Carbon fibre acoustics have been around for a while now—and are rightly treasured for their bright, powerful tone, resilience and consistency - but usually not their price. Carbon fibre acoustics have traditionally been prohibitively expensive, which is why the Enya X4 is such a pleasant surprise, coming in at just three figures.
There's not a single piece of organic material on this guitar, with a carbon fibre weave top and what appears to be a resin back, sides, neck and bridge. The result is a guitar that's quite heavy, but reassuringly solid feeling, with a very clear and "well organised" sound. There's a weight to the low transients that I haven't heard from a traditionally made wooden acoustic, but there's still a ton of sparkle and detail in the highs and upper mids. Played fingerstlye, it provides killer projection and consistency, but doesn't collapse under heavy strumming like many other "fingerstlyle-oriented" guitars. Quite the opposite, in fact: the X4 roars like a full-blooded mahogany dreadnought.

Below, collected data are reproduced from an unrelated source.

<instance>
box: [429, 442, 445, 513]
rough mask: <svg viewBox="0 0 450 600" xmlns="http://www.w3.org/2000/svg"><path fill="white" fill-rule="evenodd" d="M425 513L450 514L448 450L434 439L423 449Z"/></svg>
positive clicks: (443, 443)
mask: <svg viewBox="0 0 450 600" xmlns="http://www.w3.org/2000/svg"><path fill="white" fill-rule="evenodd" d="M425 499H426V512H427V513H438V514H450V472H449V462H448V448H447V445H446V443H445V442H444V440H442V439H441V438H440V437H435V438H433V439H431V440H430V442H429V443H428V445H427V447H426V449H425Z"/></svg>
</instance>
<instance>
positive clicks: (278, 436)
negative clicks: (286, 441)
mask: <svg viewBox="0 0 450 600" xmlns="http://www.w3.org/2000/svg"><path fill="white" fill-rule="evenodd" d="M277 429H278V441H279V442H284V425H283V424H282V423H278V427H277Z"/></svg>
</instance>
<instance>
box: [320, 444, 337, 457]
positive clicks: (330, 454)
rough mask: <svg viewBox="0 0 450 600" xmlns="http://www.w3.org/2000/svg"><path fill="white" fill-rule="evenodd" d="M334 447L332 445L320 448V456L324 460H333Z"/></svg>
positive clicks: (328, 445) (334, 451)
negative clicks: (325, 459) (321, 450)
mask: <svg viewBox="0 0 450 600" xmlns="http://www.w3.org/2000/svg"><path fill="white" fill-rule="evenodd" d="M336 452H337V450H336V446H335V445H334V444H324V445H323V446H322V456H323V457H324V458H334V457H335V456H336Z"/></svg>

Aside from the unique construction, the other big surprise the X4 has up its sleeve is the electronics. Plugged in, you're treated to a very accurate and natural-sounding rendition of the X4's acoustic tone, but with the option to blend in the on-board reverb, chorus and delay! The reverb comes in two flavours - room and hall. Both sound very pleasing, and add a three dimensional depth to the tone without ever becoming corny or overpowering. Similarly, the chorus is very classy sounding, allowing you to dial in everything from subtle thickening to a pseudo-12-string shimmer with just the single mix control. The delay is a little more "situational", as the mix is set to a fixed amount, with the single control adjusting delay time. This feels like an oversight to me, and I'd much prefer a mix control with a tap tempo to control delay time. Similarly, it feels a little odd to have all this tech on board - a mic, a piezo, built-in effects and an actuator (more on that in a second), but no tuner.
Speaking of the actuator though, this is one of the X4's best party tricks. You can engage the actuator to turn the top into a "speaker" of sorts - one that allows you to use the effects with the guitar unplugged! Being able to add a little reverb to your sound in a dead space like a living room (or our studio) makes for a very fun playing experience, and one that you'll no doubt miss when turning it off, or switching to another guitar.
The Enya X4 is a unique instrument in so many ways. It's the most affordable carbon fibre acoustic I'm aware of, and it comes with a host of electronic toys and tools to make your playing experience that little bit more pleasant. Traditionalists will scoff, but if you can open your mind wide enough, this guitar will reward you.